Emil Abderhalden (Hrsg.)

(1931年5月刊行,Urban & Schwarzenberg,Berlin und Wien)

今年はじめに注文してあったもう1冊の古書が Darmstadt の Antiquariat Dr. Götzhaber から届いた.タイトルをそれらしく訳すと,『生物学研究法ハンドブック・第9分野:動物研究の方法,第3部:遺伝研究の方法,第6分冊(通号第356号)』ということになるだろう.

本書は,いまの日本にもよくある“講座本”的な性格の叢書の1冊らしいので,巻号を羅列するだけだとまったく味気なく見えてしまう.しかも,80年近く前の本なので,表紙と本体はもちろん剥離し,紙はすでに黄変してぼろぼろ,綴じもなかば壊れていて,かがり糸一本だけでつながっているところもある.“本”というよりは,むしろ“紙束”に近い.用紙も製本も崩壊寸前だ.落丁もなくドイツから届いたのがフシギなほど.

しかし,ぼくにとってとくにこの号が関係するのは,本号前半100ページあまりを占めている植物系統学者 Walter Zimmermann の有名な論文「Arbeitsweise der botanischen Phylogenetik und anderer Gruppierungswissenschaften」(pp. 941-1053)が載っているからだ.Willi Hennig 以前の“分岐学的方法”の先駆とされるこの論文のコピーは,『生物系統学』を書きつつあった10年以上前にすで入手していたのだが,国内にほとんど所蔵されていないこともあって,「原本」がどういうものかはこれまで確認する機会がまったくなかった.だから今回初めて手にすることができたのは幸いだった.

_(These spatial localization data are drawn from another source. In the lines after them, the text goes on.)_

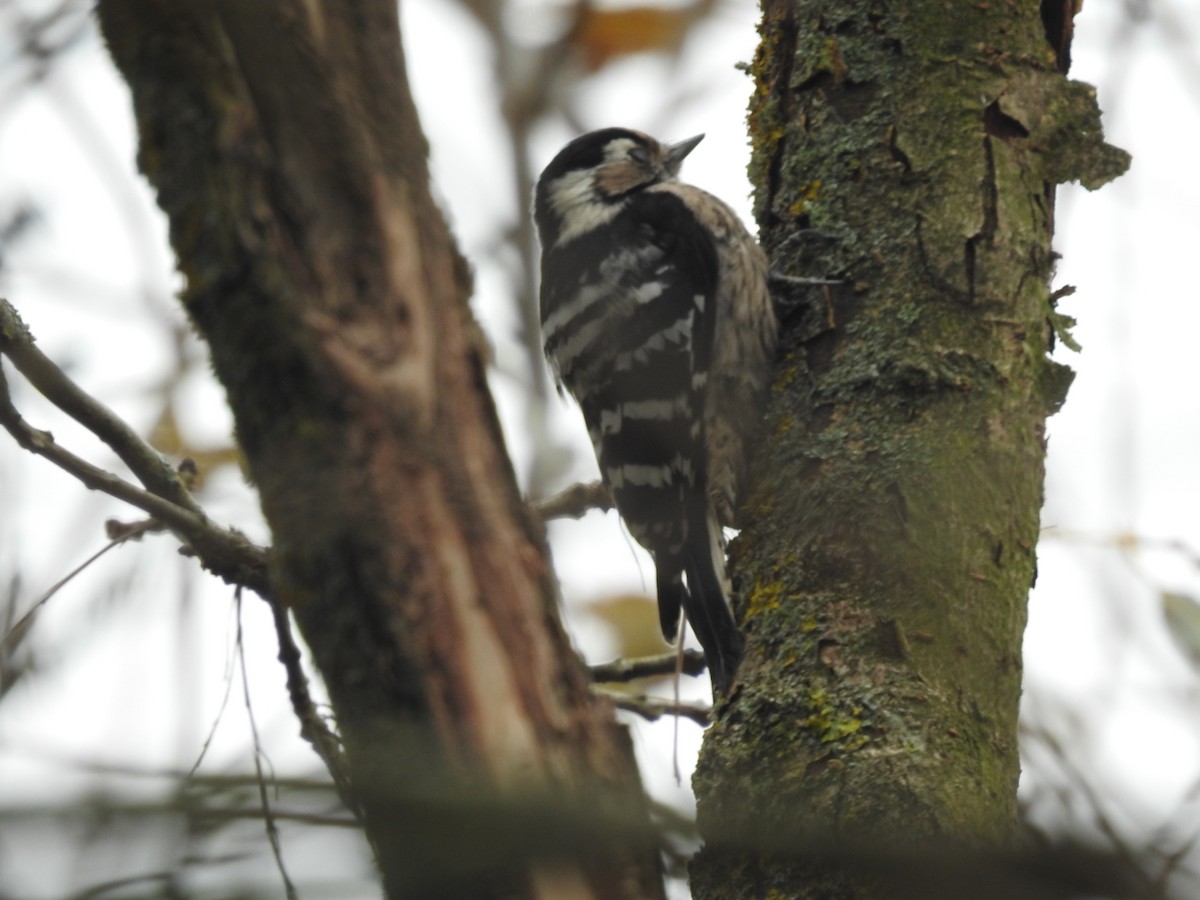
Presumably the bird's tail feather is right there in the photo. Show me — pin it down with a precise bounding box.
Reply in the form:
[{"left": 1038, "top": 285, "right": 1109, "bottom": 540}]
[
  {"left": 682, "top": 508, "right": 743, "bottom": 694},
  {"left": 656, "top": 567, "right": 685, "bottom": 642}
]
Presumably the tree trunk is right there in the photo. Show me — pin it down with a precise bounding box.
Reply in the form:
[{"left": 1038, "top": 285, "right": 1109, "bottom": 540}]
[
  {"left": 96, "top": 3, "right": 664, "bottom": 898},
  {"left": 692, "top": 1, "right": 1127, "bottom": 897}
]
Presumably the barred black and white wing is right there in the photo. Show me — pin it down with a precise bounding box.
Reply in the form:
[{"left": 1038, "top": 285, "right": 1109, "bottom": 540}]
[
  {"left": 659, "top": 183, "right": 777, "bottom": 531},
  {"left": 540, "top": 190, "right": 744, "bottom": 693}
]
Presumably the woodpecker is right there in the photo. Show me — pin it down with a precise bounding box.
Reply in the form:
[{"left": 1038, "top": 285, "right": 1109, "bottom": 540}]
[{"left": 534, "top": 128, "right": 776, "bottom": 694}]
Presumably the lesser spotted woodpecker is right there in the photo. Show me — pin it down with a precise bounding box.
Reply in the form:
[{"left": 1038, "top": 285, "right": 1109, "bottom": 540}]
[{"left": 534, "top": 128, "right": 777, "bottom": 694}]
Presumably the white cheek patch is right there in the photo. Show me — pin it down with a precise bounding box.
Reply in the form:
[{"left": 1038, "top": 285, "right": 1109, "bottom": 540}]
[
  {"left": 547, "top": 168, "right": 593, "bottom": 210},
  {"left": 548, "top": 170, "right": 626, "bottom": 246},
  {"left": 547, "top": 136, "right": 657, "bottom": 247}
]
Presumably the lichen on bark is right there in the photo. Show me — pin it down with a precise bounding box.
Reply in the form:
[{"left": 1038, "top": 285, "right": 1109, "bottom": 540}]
[{"left": 692, "top": 2, "right": 1127, "bottom": 897}]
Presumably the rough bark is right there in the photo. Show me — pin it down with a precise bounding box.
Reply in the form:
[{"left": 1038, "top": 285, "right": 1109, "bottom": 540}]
[
  {"left": 691, "top": 2, "right": 1127, "bottom": 897},
  {"left": 96, "top": 3, "right": 664, "bottom": 898}
]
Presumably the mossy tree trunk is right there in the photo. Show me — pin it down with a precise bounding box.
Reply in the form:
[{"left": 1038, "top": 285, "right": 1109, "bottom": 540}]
[
  {"left": 96, "top": 2, "right": 665, "bottom": 898},
  {"left": 692, "top": 2, "right": 1127, "bottom": 896}
]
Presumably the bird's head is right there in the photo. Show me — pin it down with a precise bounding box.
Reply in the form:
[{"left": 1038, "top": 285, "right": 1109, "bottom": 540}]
[{"left": 533, "top": 128, "right": 704, "bottom": 247}]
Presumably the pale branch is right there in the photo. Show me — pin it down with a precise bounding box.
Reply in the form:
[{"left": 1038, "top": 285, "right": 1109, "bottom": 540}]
[
  {"left": 0, "top": 366, "right": 211, "bottom": 529},
  {"left": 532, "top": 479, "right": 614, "bottom": 520},
  {"left": 0, "top": 800, "right": 360, "bottom": 829},
  {"left": 593, "top": 687, "right": 711, "bottom": 726},
  {"left": 590, "top": 650, "right": 709, "bottom": 683},
  {"left": 768, "top": 272, "right": 844, "bottom": 287},
  {"left": 0, "top": 302, "right": 272, "bottom": 598},
  {"left": 1044, "top": 527, "right": 1200, "bottom": 570},
  {"left": 0, "top": 298, "right": 202, "bottom": 515},
  {"left": 105, "top": 517, "right": 167, "bottom": 542},
  {"left": 168, "top": 807, "right": 360, "bottom": 828}
]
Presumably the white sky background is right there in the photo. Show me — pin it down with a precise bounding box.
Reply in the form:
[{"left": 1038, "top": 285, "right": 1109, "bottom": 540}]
[{"left": 0, "top": 0, "right": 1198, "bottom": 897}]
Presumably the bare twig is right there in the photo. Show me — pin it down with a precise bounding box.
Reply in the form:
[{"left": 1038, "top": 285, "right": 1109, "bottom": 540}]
[
  {"left": 0, "top": 1, "right": 90, "bottom": 115},
  {"left": 768, "top": 273, "right": 844, "bottom": 287},
  {"left": 236, "top": 589, "right": 298, "bottom": 900},
  {"left": 0, "top": 369, "right": 199, "bottom": 528},
  {"left": 1043, "top": 527, "right": 1200, "bottom": 571},
  {"left": 186, "top": 601, "right": 240, "bottom": 781},
  {"left": 0, "top": 743, "right": 347, "bottom": 791},
  {"left": 182, "top": 806, "right": 359, "bottom": 829},
  {"left": 0, "top": 520, "right": 160, "bottom": 669},
  {"left": 1022, "top": 720, "right": 1155, "bottom": 892},
  {"left": 268, "top": 592, "right": 362, "bottom": 822},
  {"left": 590, "top": 650, "right": 708, "bottom": 683},
  {"left": 0, "top": 800, "right": 359, "bottom": 831},
  {"left": 0, "top": 298, "right": 200, "bottom": 513},
  {"left": 1147, "top": 827, "right": 1200, "bottom": 900},
  {"left": 0, "top": 301, "right": 271, "bottom": 597},
  {"left": 594, "top": 687, "right": 710, "bottom": 726},
  {"left": 105, "top": 516, "right": 166, "bottom": 541},
  {"left": 532, "top": 479, "right": 613, "bottom": 520}
]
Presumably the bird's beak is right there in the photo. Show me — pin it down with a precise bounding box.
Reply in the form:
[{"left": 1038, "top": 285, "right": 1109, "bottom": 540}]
[{"left": 663, "top": 133, "right": 704, "bottom": 174}]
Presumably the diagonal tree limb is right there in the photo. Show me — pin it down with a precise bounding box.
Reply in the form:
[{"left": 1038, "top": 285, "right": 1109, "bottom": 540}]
[
  {"left": 0, "top": 304, "right": 271, "bottom": 598},
  {"left": 532, "top": 479, "right": 614, "bottom": 520},
  {"left": 0, "top": 365, "right": 207, "bottom": 529},
  {"left": 594, "top": 689, "right": 711, "bottom": 727},
  {"left": 590, "top": 650, "right": 709, "bottom": 683},
  {"left": 0, "top": 297, "right": 202, "bottom": 514},
  {"left": 0, "top": 318, "right": 357, "bottom": 807}
]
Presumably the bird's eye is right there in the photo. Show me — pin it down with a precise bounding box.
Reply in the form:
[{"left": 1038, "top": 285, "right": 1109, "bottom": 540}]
[{"left": 629, "top": 146, "right": 651, "bottom": 165}]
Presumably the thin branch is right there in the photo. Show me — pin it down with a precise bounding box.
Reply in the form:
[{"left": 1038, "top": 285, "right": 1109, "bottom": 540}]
[
  {"left": 532, "top": 479, "right": 613, "bottom": 520},
  {"left": 0, "top": 298, "right": 201, "bottom": 514},
  {"left": 186, "top": 806, "right": 359, "bottom": 828},
  {"left": 0, "top": 313, "right": 271, "bottom": 597},
  {"left": 590, "top": 650, "right": 708, "bottom": 683},
  {"left": 768, "top": 272, "right": 844, "bottom": 287},
  {"left": 1148, "top": 827, "right": 1200, "bottom": 900},
  {"left": 0, "top": 366, "right": 217, "bottom": 533},
  {"left": 0, "top": 742, "right": 346, "bottom": 790},
  {"left": 236, "top": 589, "right": 298, "bottom": 900},
  {"left": 0, "top": 802, "right": 359, "bottom": 830},
  {"left": 60, "top": 871, "right": 177, "bottom": 900},
  {"left": 1023, "top": 721, "right": 1155, "bottom": 892},
  {"left": 1044, "top": 527, "right": 1200, "bottom": 570},
  {"left": 594, "top": 687, "right": 711, "bottom": 726},
  {"left": 0, "top": 298, "right": 359, "bottom": 851},
  {"left": 268, "top": 592, "right": 363, "bottom": 823},
  {"left": 1, "top": 520, "right": 158, "bottom": 667},
  {"left": 185, "top": 600, "right": 240, "bottom": 781}
]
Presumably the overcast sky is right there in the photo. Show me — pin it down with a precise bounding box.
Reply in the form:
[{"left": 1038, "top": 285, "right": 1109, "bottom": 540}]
[{"left": 1, "top": 1, "right": 1199, "bottom": 896}]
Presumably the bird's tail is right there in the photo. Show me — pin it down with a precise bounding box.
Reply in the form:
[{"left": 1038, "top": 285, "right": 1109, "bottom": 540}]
[
  {"left": 681, "top": 505, "right": 744, "bottom": 695},
  {"left": 656, "top": 567, "right": 685, "bottom": 642}
]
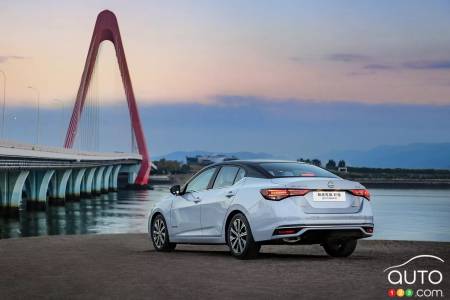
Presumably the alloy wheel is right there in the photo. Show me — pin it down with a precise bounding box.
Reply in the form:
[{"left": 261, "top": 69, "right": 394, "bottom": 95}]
[
  {"left": 153, "top": 218, "right": 166, "bottom": 249},
  {"left": 229, "top": 218, "right": 248, "bottom": 254}
]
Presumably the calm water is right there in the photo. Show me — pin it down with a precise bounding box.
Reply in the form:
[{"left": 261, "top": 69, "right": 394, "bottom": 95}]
[{"left": 1, "top": 187, "right": 449, "bottom": 241}]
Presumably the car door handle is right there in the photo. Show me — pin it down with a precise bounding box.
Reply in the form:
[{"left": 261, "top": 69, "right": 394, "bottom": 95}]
[
  {"left": 194, "top": 197, "right": 201, "bottom": 203},
  {"left": 226, "top": 191, "right": 236, "bottom": 198}
]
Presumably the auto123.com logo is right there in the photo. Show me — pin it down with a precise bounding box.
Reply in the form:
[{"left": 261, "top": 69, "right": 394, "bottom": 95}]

Zimmermann の系統学方法論については,『生物系統学』の第3.3節(pp. 99-106)で論じているが,そこでは言及しなかったもうひとつの興味深い論点は,彼のいう「分類諸科学(Gruppierungswissenschaften)」についてだ.系統学と併置するかたちで,彼は「分類」を目的とする科学分野が複数あることに言及している.生物学に限定すれば,人為分類や類型分類がそれに含まれるのだろうが,冒頭に述べられている体系化(Ordnung)の一般論としてはもう少し広い射程を有していたようだ.植物学者である Zimmermann が動物学の分冊に執筆している理由もきっとそのあたりにあるのだろう.

—— そんなこんなの“崩壊本”はとりあえず頑丈な封筒に入れてしまっておくことにしよう.パーツが“散逸”しないように.